Middle East

Israel: The Beginning of the End of Terror

The Western world—which is already global—is currently living the trauma and attempting to digest it somehow. The same is true in Israel. And as irrelevant as it may sound at the moment, the tragedy that occurred several days ago in the United States may have far-reaching implications for what will happen here in the war between ourselves and the Palestinians.

There are two possible scenarios. The first is that the Americans will want to detach themselves from us, blaming Israel for dragging them into a conflict that is not theirs but for which they paid a heavy price. The second and more probable scenario is the exact opposite of the first. The enlightened world will understand what we understood following a year of war that started as a national uprising and very rapidly took on a fundamentalist tone.

Throughout history, religion—in whatever form—has been a driving force behind war and the deaths of millions of human beings. At the start of the third millennium, Islamist extremism, from which suicide missionaries are born, is the world’s number-one threat.

This is the reality that we have faced for many months, and only now will the Western world understand its implications. One can assume that in France suicide bombers will no longer be referred to as freedom fighters and that Belgium, Denmark, and the rest of Europe will not lend legitimacy to the struggle’s terrible character, which dictates killing people, women, and so on, simply as a means to [the reward of] 100 virgins in heaven.

What transpired a few days ago symbolizes the beginning of the end of Islamic terror, even if the road is still long and vast. The first to understand this was Yasser Arafat, who scrambled to condemn the attack. There is a war on between two world cultures that have no common ground—the culture of the Western world against the culture and codes of fundamentalist Islam. The free world’s culture must prevail, and in the long run, it will be the victor.

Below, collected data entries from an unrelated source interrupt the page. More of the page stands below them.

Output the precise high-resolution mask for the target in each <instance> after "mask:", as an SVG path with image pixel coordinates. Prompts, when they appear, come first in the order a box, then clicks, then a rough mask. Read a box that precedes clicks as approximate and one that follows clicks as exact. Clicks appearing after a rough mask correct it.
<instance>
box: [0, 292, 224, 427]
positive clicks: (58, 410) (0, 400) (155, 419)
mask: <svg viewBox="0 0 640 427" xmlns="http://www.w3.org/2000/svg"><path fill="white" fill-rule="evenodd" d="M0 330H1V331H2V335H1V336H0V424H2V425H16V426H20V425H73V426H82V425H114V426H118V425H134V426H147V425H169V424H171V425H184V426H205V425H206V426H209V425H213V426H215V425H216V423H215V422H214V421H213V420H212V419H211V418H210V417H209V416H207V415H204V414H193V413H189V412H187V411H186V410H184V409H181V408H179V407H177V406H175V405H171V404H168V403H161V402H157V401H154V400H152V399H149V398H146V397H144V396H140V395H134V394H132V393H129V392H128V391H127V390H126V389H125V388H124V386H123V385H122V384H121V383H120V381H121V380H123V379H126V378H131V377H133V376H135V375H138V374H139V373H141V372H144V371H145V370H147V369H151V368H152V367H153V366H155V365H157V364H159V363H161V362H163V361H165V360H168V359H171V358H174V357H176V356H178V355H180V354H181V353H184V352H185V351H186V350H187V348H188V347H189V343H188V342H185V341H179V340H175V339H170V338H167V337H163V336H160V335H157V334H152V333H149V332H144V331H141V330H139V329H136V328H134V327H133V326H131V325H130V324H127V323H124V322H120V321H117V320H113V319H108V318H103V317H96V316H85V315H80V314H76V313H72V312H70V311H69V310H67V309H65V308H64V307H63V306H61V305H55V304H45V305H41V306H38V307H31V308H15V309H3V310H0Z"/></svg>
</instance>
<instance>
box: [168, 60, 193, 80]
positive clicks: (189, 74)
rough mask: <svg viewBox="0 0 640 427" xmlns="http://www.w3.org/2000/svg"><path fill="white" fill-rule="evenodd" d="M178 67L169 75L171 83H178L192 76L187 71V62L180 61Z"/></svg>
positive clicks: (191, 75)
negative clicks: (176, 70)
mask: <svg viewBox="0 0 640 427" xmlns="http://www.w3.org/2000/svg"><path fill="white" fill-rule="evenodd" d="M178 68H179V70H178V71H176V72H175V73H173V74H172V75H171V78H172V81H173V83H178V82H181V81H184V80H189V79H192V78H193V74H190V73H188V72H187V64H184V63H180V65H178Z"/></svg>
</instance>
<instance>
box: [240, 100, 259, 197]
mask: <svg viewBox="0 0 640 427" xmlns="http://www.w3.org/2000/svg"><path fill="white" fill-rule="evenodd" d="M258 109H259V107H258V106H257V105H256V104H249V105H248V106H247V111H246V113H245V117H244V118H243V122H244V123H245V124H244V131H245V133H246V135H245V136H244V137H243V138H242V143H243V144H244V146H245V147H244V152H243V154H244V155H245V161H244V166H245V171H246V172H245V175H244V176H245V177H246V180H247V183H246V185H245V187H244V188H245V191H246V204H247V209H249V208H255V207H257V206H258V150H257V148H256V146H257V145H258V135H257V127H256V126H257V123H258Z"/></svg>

This all-inclusive war against a common, strategic threat will also absorb into it organizations such as the Hezbollah, Jihad, and Hamas. They will never again be able to draw free-flowing funds from organizations somehow justifying anti-American spending with full knowledge that their generosity funds terrorist activity. Their people will no longer be free to roam the world, and it is likely that joint intelligence cooperation between Israel and the United States will severely restrict and close in upon them. Several days ago marked the Islamic terrorist organizations’ Black Day.

Insofar as Israel is concerned, the possible implication is that the Intifada will return to its original state: a national, armed uprising mostly secular in nature. The army can more easily deal with that type of situation. Some sort of shift within the Palestinian sector is also a possibility, particularly among the secular and enlightened who understand that the path of terrorism that became characteristic of their struggle is destructive for all involved. Perhaps pressure may even be placed on Arafat to fight against Hamas and Jihad. Perhaps out of the ash and dust and thousands of bodies in Washington and New York will be born a new history for the conflict between ourselves and the Palestinians.